Ercolano ripulita dal malaffare: ma sarà vera gloria? L’opinione pubblica è in merito avvilita da un regresso socio-economico che sembra inarrestabile ormai da anni. Fatta eccezione per pochi storici potenti “casati” (che oggi fingono di non conoscere nemmeno i nomi dei potenti clan della zona) che continuano a dettar legge in paese la comunità degli scavi arranca vistosamente oppressa da inefficienze quotidiane che compromettono non poco la qualità d’esistenza dei residenti.
Ercolano paese di bar e paninoteche: triste e riduttivo dover etichettare in tal modo un territorio che vanta duemila anni di storia e che dovrebbe, almeno sulla carta, costituire il fiore all’occhiello del turismo archeologico campano. Tra inaugurazioni di pubblici edifici ripetute all’infinito e deliri di grandezza di qualche amministratore locale la cittadina vesuviana rappresenta oggi il più fulgido esempio di approssimazione governativa : per decenni con penosa ripetitività si sono alternati membri sempre delle stesse famiglie nel palazzo di città, in quella che dovrebbe essere oasi sicura per ogni onesto contribuente ercolanese e che si è sempre invece rivelata roccaforte asettica dove recarsi solo se “scortati” dal pezzo da novanta di turno.

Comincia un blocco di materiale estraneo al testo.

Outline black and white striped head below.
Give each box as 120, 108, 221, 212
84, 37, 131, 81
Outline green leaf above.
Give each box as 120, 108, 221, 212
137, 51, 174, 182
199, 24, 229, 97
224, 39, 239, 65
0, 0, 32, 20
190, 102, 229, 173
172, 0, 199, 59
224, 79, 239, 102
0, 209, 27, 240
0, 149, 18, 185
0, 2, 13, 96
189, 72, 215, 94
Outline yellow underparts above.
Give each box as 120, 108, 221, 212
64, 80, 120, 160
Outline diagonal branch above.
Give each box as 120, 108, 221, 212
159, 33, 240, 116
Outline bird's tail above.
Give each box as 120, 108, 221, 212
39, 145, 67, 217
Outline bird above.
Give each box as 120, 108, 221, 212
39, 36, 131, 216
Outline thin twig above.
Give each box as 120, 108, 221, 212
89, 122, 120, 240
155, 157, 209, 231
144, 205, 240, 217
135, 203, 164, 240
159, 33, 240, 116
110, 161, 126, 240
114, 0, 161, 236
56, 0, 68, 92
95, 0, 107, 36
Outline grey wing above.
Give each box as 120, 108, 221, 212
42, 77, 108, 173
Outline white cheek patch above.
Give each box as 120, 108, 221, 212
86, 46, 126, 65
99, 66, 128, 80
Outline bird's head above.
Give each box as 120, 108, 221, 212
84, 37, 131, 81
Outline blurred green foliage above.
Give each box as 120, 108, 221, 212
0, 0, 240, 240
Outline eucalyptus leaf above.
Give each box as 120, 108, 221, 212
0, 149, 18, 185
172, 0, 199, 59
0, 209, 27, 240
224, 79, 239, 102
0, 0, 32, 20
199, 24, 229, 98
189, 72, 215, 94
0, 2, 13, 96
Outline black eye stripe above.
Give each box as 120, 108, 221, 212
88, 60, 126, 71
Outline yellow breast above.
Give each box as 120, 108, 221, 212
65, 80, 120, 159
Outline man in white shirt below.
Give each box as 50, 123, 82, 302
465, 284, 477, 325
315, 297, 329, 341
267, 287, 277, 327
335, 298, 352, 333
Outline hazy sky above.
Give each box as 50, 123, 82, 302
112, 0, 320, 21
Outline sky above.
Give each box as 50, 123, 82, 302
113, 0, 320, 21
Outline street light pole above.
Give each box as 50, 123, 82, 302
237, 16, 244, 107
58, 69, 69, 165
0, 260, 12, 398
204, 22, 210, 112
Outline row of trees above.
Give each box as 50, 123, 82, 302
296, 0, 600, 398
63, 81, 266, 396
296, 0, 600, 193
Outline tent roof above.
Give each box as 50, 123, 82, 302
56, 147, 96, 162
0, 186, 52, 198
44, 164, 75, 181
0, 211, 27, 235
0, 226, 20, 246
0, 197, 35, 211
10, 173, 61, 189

Basti osservare l’anzianità di servizio della maggior parte dei dipendenti comunali (vigili compresi) per realizzare l’arcaica impostazione di un comune in cui in fondo si va avanti ancora per conoscenze e parentele. Fatta questa opportuna e, sia consentito sottolinearlo, reale premessa all’ercolanese “normale” poco importa alla fine se a guidare la città sia il renziano doc Ciro Buonajuto, l’attuale sindaco Vincenzo Strazzullo o l’assessore Antonello Cozzolino. L’importante è che chiunque abbia l’onore di rappresentare pubblicamente Ercolano lo faccia nel rispetto della stessa e delle esigenze di chi mai si è arreso al fatalismo rinunciatario professando al contrario con fierezza la propria origine “ercolanese”. In breve: prevalga il gene “ercolanese” sulla cellula impazzita “resinara” costata già un prezzo altissimo a chi ha creduto e investito in questi luoghi.